In the just-completed summer Olympics, America's status as the globe's athletic hegemony was clearly under attack. The United States won the overall medal race, edging out China 110 to 100. But the hosts won significantly more gold medals. "None of these was an accident," says Edward Gresser, director of the project on trade and global markets at the Washington, D.C.-based Progressive Policy Institute. "They reflect the deep economic trends of a decade in which our competitors have raised their game and we haven't."
The Olympics may be the ultimate quadrennial global competition. But from China's gleaming maglev trains to India's superior wireless-phone networks, there are also signs that the United States is losing ground in the daily global competition for economic supremacy. In the 1990s, while the loss of manufacturing jobs was controversial, American consumers and businesses seemed to regard globalization and free trade as net positives. The integration of China and the former Soviet bloc into the trading system lowered inflation, opened new markets and brought billions of workers into the labor force. Armed with a strong dollar, Americans roamed across the flat world like Kenyan distance runners.

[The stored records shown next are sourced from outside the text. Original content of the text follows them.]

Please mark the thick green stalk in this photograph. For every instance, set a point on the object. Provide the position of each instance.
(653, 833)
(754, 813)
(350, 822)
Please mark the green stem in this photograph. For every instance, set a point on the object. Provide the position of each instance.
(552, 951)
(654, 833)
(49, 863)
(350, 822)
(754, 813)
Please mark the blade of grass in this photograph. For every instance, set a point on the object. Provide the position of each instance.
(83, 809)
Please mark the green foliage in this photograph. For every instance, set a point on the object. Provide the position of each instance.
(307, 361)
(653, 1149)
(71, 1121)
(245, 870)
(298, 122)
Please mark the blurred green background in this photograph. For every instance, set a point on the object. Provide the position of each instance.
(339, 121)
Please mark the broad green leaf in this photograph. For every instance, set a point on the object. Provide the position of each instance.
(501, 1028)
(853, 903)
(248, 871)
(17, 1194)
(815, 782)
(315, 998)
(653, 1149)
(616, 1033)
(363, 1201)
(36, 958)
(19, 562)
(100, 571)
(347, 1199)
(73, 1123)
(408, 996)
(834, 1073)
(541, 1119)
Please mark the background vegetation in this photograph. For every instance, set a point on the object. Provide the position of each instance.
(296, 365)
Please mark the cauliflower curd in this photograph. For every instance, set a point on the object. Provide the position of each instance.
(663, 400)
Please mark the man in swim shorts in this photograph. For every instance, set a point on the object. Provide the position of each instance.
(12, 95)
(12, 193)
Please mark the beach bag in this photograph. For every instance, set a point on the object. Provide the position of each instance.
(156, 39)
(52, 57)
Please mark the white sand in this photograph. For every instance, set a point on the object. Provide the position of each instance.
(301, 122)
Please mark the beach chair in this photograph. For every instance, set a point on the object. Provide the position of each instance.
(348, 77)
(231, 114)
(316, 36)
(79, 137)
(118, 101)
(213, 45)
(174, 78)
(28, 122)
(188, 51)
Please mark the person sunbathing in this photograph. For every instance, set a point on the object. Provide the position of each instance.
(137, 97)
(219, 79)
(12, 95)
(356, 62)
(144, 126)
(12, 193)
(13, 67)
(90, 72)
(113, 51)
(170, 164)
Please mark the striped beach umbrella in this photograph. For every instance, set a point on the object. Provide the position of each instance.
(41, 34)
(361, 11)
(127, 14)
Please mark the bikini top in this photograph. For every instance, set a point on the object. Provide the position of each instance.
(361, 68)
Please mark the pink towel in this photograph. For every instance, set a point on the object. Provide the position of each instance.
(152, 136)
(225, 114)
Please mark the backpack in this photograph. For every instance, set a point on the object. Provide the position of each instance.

But in this decade, rampant growth in emerging markets has mercilessly boosted prices for energy and commodities; competition from foreign workers has tamped down wage growth, and the weak dollar has made U.S. companies vulnerable to foreign buyers. "In the 1990s, we got all the upside of globalization," said David Smick, an author of the new book "The World Is Curved: Hidden Dangers in the Global Economy." "Now we're getting some of the downside."